AP reports: WASHINGTON (AP) -- With the economy on the brink and elections looming, Congress approved an unprecedented $700 billion government bailout of the battered financial industry on Friday and sent it to President Bush who quickly signed it.
"We have acted boldly to help prevent the crisis on Wall Street from becoming a crisis in communities across our country," Bush said shortly after the vote, although he conceded, "our economy continues to face serious challenges."
Underscoring that somber warning, the Dow Jones industrials, up more than 200 points at the time of the House vote, had fallen into negative territory an hour later. They fluctuated as the afternoon wore on.

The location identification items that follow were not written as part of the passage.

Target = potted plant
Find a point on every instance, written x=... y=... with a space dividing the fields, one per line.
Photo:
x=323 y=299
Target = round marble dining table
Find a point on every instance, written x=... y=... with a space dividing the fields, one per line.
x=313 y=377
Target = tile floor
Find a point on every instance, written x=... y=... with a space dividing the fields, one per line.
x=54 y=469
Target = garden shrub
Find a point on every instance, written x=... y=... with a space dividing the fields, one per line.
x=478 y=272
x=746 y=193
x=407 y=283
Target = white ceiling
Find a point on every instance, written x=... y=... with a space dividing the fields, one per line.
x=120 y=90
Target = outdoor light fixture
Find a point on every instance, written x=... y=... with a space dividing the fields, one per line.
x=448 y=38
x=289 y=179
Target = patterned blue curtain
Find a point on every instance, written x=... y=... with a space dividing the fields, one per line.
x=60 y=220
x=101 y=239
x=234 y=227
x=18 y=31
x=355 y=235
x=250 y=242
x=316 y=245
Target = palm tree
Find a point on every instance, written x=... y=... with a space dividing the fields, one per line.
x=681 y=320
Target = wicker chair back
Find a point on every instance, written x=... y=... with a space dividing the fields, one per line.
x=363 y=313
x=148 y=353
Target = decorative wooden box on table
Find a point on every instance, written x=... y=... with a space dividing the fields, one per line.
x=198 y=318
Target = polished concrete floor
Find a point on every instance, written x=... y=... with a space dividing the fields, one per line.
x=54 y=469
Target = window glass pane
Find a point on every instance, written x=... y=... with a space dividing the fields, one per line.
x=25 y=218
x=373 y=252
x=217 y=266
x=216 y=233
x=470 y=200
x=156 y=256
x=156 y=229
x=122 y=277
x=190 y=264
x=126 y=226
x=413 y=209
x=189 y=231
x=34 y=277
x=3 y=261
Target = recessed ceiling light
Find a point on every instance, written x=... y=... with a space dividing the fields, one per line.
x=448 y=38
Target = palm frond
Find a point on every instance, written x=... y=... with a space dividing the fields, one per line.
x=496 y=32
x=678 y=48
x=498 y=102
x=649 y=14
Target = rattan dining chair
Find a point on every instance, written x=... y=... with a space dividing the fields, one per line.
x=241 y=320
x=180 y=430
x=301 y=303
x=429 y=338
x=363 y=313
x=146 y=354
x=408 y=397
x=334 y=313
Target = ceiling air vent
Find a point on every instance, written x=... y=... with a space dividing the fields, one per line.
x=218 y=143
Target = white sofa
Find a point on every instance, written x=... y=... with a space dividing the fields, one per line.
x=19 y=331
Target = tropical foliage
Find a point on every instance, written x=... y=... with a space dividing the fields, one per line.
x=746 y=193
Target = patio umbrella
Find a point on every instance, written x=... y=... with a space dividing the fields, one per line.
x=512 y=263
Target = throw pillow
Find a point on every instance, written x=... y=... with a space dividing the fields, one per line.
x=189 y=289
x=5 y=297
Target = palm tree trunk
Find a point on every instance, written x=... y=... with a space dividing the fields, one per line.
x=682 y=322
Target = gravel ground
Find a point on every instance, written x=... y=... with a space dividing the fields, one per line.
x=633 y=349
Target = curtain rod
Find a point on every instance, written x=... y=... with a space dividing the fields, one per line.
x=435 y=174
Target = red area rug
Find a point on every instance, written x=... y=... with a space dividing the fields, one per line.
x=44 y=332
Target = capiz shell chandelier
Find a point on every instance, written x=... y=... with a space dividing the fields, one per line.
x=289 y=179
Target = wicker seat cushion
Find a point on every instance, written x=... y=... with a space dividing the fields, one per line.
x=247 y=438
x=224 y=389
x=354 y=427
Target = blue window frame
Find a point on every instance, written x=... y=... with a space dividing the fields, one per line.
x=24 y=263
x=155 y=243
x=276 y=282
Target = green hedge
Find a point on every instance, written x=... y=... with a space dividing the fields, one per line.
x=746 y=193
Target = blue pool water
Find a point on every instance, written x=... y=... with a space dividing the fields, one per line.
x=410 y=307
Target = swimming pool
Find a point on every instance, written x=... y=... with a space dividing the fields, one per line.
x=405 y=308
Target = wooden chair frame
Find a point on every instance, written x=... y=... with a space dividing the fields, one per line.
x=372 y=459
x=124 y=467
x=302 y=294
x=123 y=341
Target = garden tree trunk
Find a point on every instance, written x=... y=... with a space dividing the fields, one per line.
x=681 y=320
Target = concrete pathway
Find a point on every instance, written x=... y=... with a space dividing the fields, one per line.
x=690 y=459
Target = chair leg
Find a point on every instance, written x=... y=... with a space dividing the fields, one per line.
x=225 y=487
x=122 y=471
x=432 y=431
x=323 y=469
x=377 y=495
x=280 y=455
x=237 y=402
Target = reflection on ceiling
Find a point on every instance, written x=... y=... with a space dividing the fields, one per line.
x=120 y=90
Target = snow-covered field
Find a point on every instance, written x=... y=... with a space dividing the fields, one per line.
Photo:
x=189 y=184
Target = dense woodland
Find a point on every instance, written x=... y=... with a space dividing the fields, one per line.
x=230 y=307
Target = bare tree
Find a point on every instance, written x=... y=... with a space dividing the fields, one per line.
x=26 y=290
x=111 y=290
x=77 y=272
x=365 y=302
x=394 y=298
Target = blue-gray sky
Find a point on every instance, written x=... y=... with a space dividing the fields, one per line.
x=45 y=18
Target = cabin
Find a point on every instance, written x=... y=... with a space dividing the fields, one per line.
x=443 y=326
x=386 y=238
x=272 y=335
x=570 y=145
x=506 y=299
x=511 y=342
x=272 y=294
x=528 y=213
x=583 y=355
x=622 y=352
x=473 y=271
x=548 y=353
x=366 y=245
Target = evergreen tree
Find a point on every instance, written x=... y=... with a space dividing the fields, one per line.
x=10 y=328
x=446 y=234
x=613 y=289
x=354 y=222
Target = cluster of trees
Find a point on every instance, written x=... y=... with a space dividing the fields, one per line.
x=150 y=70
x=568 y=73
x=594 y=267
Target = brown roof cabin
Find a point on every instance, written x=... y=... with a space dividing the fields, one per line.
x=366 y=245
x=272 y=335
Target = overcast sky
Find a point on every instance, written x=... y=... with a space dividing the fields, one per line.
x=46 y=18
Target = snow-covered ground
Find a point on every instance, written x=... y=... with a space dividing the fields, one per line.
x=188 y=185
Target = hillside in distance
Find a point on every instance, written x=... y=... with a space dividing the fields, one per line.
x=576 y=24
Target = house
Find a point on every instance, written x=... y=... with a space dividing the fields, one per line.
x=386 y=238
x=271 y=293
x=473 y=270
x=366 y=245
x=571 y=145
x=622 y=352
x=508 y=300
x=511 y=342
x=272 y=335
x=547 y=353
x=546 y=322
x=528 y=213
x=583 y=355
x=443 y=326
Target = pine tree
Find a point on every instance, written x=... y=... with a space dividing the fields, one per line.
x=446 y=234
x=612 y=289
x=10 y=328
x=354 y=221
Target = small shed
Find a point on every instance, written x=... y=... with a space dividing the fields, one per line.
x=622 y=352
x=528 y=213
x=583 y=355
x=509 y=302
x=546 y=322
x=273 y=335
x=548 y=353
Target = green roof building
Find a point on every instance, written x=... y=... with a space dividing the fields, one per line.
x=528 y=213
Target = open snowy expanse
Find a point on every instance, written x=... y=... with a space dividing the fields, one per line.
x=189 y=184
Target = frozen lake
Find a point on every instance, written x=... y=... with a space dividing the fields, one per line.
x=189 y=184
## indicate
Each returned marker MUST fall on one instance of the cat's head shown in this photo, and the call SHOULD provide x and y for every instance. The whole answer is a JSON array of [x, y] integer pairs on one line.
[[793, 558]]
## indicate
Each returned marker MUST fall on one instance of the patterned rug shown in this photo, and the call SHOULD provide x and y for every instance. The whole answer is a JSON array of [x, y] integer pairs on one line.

The final vote, 263-171 in the House, capped two weeks of tumult in Congress and on Wall Street, punctuated by daily warnings that the country confronted the gravest economic crisis since the Great Depression if lawmakers failed to act. There were 58 more votes for the measure than an earlier version that failed on Monday.
"We all know that we are in the midst of a financial crisis," House Republican leader John Boehner of Ohio said shortly before casting his vote for a massive government intervention in private capital markets that was unthinkable only a month ago.
"And we know that if we do nothing, this crisis is likely to worsen and to put us into an economic slump like most of us have never seen," he said.
House Speaker Nancy Pelosi, D-Calif., said the bill was needed to "begin to shape the financial stability of our country and the economic security of our people."